Und wieder habe ich feine Klänge aus dem Kladderadatsch erhaltener Mails, Newsletter und Social-Media-Feeds herausgesucht. Möge die Musik auf gespitzte Ohren stoßen!

Gregor McEwan

Heutzutage verpuffen Alben so schnell. Ein paar Monate vor dem Erscheinen kommt die erste Single, kurz vor dem Releasetermin einer Platte folgt die zweite. Falls der Musiker oder die Musikerin nach Veröffentlichung angesichts der Verkaufs- und Streamingzahlen nicht gänzlich vom Glauben ans eigene Tun und die eigenen Fans abgefallen ist, wird vielleicht ein paar Monate danach noch quasi als Reminder einem Song ein weiteres Video spendiert.
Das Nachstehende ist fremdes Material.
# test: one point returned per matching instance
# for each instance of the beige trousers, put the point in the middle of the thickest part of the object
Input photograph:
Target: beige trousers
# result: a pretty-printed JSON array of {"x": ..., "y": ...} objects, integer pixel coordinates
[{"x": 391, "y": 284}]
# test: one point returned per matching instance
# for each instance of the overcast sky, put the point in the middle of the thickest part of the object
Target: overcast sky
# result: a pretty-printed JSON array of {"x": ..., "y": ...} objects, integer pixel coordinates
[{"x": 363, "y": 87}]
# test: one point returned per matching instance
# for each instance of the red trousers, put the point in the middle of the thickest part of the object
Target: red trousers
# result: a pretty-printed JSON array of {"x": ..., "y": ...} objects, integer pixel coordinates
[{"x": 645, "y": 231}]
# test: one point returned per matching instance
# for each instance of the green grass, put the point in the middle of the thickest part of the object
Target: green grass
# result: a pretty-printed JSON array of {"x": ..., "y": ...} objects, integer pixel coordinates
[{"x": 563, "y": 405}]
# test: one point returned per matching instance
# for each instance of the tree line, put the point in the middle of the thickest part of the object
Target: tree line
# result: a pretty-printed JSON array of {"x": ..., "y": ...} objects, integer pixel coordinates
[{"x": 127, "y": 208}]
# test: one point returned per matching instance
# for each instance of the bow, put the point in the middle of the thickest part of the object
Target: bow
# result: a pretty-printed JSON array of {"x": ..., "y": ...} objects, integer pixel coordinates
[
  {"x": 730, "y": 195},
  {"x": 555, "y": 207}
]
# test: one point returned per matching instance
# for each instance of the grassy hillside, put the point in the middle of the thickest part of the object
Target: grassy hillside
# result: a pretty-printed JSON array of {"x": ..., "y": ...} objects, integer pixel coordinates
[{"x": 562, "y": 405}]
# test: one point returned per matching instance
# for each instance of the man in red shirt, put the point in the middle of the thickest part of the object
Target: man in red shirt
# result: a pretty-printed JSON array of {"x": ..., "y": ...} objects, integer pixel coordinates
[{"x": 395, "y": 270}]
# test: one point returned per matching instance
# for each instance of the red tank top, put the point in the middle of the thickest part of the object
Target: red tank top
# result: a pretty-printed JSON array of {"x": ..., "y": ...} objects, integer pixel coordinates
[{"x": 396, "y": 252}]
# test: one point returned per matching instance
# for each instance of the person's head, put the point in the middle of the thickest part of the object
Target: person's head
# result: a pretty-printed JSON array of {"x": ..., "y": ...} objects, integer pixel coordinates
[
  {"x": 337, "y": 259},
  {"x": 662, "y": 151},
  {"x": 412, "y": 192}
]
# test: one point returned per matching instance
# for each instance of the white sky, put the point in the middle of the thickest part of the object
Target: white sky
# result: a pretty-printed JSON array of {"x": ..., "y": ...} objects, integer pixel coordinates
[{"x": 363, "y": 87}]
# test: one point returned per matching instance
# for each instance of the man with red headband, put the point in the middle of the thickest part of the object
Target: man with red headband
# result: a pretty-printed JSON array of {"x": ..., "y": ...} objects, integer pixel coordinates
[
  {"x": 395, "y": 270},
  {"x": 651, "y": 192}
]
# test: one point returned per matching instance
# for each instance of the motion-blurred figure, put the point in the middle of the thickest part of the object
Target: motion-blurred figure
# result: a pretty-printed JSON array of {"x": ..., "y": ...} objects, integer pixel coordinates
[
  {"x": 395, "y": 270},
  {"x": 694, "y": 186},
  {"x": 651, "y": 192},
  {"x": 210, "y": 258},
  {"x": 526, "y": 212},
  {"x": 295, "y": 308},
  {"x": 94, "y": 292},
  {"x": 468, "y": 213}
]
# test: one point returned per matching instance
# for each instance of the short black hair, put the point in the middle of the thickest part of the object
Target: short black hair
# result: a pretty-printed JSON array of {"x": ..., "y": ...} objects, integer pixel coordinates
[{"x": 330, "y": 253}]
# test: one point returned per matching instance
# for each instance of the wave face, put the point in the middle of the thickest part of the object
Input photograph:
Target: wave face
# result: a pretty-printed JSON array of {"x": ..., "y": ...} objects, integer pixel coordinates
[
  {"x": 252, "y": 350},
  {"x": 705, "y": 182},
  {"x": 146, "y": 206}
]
Das war es dann aber auch schon. Dann herrscht – abgesehen von einigen Konzerten – wieder Ruhe im Karton, bis idealerweise zwei bis drei Jahre später der Zyklus von vorn beginnt, ein neues Album angekündigt wird. Wenn man diesen Mechanismen schon nicht entkommen kann, dann soll man die Chose wenigstens sehr anständig durchziehen. In dieser Hinsicht hat sich der Singer-Songwriter Gregor McEwan absolut nichts vorzuwerfen. Seinem im Januar veröffentlichten Album From A To Beginning hat er sogar das eine oder andere Extra mehr spendiert, etwa eine weihnachtliche Version des feinen Songs Home aufgenommen. McEwan ist eine derart gute Platte geglückt, dass man es fast nicht glauben möchte, dass sie aus Deutschland stammt. Schmusebardiges in der Tradition von James Blunt oder James Morrison trifft hier auf eine erdige, kräftige Songwriter-Seele mit einem Herz für perfekte Harmonien. Es bleibt zu sehr hoffen, dass dieses Werk viele Liebhaber gefunden hat. Quasi zum Abschluss wurde nun zu The Wrinkle In Time noch ein neues Video fabriziert, dass den Musiker auf sympathische Weise in Szene setzt. Der Song selbst zählt meiner Meinung nach ohnehin zu besten Tracks der Platte. Die Erkenntnis „What is not supposed to happen, happens anyway/ And I suppose/ That’s just the way life goes/ As long as there’s tomorrow, there’ll be a better day/ Good and bad will come/ And surely all at once“ kommt in americanahaftem Sound und mit einem gerüttelt Maß an Unerschütterlichkeit daher. Wer bislang noch nicht in dieses Album reingehört hat, sollte es dringend tun. Denn wie eingangs schon erwähnt: Alben gehen im steten Strom an Veröffentlichungen bedauerlicherweise allzu rasch unter.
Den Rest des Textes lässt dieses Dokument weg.